I have no inside intelligence on whether we’ll ever see a second season of John from Cincinnati, but if we don’t, I do hope David Milch casts Ed O’Neill in whatever he does next. However baffling or maddening JFC can be, O’Neill (who starred in Milch’s sadly short-lived Big Apple) grounds the show every time he’s on screen, and that’s saying a lot for a man whose scenes consisted, this episode, of monologues about an absent parrot. O’Neill, more than any other actor on this show, has internalized its language and seems to understand Bill to his core–his blustering protectiveness and the feelings of helplessness and failure that underlie it. “I put him against a whole different weight class, they wiped him from the face of the earth,” he says, cradling Zippy’s empty cage. Somehow–and this is what this show needs to be doing–he makes it the most natural thing in the world to be mourning a parrot who may have just been Raptured.

So Sean is gone, and John is gone, and Zippy has flown the coop. And it’s nice to see–after eight days and all the resurrection and levitation and mind-reading and technically impossible video messages–someone finally asking who the hell John is. “He hears something and then his program tells him what to say back,” Cass postulates to Butchie, who reasonably asks: “Then what’s the connection to my father going up in the air and all that other f___ing sh_t?” Exactly. [Incidentally, how many letters do you have to remove from an expletive before it’s not longer dirty? And what are the odds that impressionable children are reading a blog post about an inscrutable HBO drama about metaphysics?]

As before, some of the characters’ reactions to John (and if there’s been an overall problem with this show, it’s that most of the action is reaction) are more believable than others. It doesn’t seem plausible that Cissy should honestly believe that John is some sort of terrorist–a pervert or psycho maybe, but a terrorist?–except that the reaction seems to be necessary for whatever post-9/11 parallels Milch is trying to draw.

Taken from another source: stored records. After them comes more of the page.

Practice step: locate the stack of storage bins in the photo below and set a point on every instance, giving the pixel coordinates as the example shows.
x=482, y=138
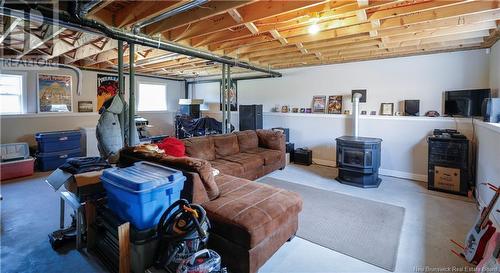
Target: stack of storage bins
x=141, y=193
x=15, y=161
x=55, y=147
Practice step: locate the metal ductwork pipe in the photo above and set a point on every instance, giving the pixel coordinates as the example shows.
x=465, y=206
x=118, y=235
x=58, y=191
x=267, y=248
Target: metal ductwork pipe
x=132, y=130
x=121, y=87
x=182, y=8
x=224, y=98
x=88, y=6
x=228, y=103
x=76, y=22
x=355, y=114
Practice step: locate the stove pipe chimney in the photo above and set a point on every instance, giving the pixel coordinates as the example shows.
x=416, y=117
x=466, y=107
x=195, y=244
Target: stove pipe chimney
x=355, y=113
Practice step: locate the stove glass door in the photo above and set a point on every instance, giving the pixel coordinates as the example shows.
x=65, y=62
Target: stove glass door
x=359, y=158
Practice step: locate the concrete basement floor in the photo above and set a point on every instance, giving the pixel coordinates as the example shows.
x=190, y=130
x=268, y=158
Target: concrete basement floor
x=30, y=211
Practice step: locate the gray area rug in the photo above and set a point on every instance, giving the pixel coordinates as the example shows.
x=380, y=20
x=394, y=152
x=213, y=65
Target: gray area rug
x=360, y=228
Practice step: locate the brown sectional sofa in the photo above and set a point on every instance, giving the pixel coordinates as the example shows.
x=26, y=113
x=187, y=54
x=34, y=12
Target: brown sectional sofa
x=250, y=220
x=247, y=154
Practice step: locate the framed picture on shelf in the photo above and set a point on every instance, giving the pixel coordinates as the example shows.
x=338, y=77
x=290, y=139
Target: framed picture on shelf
x=335, y=105
x=319, y=104
x=85, y=106
x=54, y=93
x=360, y=91
x=387, y=109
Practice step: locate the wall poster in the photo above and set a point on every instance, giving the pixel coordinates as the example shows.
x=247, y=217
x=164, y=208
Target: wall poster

On the other hand, I somehow liked the tangential action at the motel this week, as Barry, Ramon and Doc discovered John’s symbol in a spread inside an Avon catalog. This is the sort of touch that makes me still want JFC to work, even when it doesn’t: the notion that if there were a God trying to reach us, He would do so in the margins and the periphery. It’s enough to get me through one more week, anyway, as the penultimate episode closed, appropriately, with Sam and Dave’s Hold On I’m Coming. As the previews of the finale showed, John will indeed be back. But who will he bring with him?